Che cosa sta succedendo nel Casertano
Come si capisce, il cuore di tutto il problema è la provincia di Caserta, dove sono migliaia le bufale abbattute e centinaia le aziende in difficoltà, semplicemente per la mancanza della materia prima. Per la mancanza degli animali, cioè: la legge prevede che se la ASL riscontra che almeno il 20% dei capi di un allevamento sono contagiati, debba essere abbattuto anche il restante 80%.
Per ognuno, l’allevatore viene indennizzato con circa 1500-2000 euro (messi dallo Stato e dalla Regione Campania), da cui però vanno sottratti i soldi ricavati dalla vendita della carne. Perché, come detto, l’animale viene macellato e nella stragrande maggioranza dei casi destinato al consumo. Se a questo si aggiunge che i tempi per ricevere il risarcimento sono lunghi o anche molto lunghi, e che una bufala costa mediamente 3500 euro, si capisce quanto sia difficile ripartire per un allevatore che si vede abbattere 3-400 capi in una volta.
La burocrazia non aiuta: la normativa prevede che la ASL debba dare l’esito degli esami per la presenza di brucellosi entro 7 giorni, ma dalle testimonianze raccolte dai colleghi di Report, raramente questi tempi vengono rispettati. Perché è un problema? Perché se l’allevatore riesce a sapere in tempo che qualche bufala è contagiata, può metterla in quarantena e in isolamento; se invece non lo sa (o lo sa con ritardo), il contagio si diffonde nell’allevamento.
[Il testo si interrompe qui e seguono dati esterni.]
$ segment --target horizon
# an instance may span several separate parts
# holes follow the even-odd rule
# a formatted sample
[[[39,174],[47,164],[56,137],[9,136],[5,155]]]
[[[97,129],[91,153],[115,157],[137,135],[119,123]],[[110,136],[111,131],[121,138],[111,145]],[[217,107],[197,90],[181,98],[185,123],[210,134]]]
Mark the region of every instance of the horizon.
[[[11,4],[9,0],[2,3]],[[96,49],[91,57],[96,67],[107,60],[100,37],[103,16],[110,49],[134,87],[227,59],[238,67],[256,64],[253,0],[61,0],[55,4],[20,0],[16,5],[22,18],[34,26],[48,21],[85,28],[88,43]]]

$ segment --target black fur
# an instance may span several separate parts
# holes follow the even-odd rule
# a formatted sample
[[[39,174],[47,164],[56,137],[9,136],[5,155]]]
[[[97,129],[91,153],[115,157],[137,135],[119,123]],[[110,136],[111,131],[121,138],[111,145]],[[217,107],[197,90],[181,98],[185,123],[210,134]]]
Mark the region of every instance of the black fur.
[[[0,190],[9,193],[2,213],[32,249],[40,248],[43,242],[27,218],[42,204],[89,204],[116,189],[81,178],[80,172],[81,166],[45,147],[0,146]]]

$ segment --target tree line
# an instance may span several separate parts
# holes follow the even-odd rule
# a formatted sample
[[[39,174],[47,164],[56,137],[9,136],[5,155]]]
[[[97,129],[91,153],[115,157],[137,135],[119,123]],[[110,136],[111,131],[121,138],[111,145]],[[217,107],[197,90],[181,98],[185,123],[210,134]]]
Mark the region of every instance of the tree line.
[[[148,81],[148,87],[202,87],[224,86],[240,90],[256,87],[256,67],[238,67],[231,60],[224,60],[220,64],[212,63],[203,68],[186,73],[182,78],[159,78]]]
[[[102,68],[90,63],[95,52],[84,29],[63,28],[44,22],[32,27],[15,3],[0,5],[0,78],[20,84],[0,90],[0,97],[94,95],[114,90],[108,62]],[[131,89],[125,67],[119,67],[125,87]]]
E più si diffonde, più è probabile che si arrivi all’abbattimento di tutti i capi.
L’ultimo dubbio riguarda l’ipotesi che ci sia qualcuno che guadagna da quello che sta accadendo: - secondo l’avvocato Carlo Taormina (celebre per avere difeso, fra gli altri, Giulio Andreotti, Annamaria Franzoni e pure Silvio Berlusconi), che cura gli interessi di parte degli allevatori, ci sarebbe “la mano della camorra”; - secondo molti allevatori, invece, ci sarebbe “una regia dietro la politica degli abbattimenti, tesa a favorire il Gruppo Cremonini”.
Cremonini è una storica multinazionale di Modena, una fra le più grandi del settore alimentare (controlla marchi come Montana, Manzotin, Chef Express e Roadhouse), che macella praticamente tutti i capi abbattuti a causa della brucellosi e poi ne riutilizza e rivende la carne.
Contro l’azienda, fondata nel 1963 da Luigi Cremonini, le accuse mosse durante la parte finale della puntata di Report sono tante e gravi: l’abbiamo contattata per conoscere la loro versione dei fatti, e aggiorneremo questa pagina quando avremo risposta.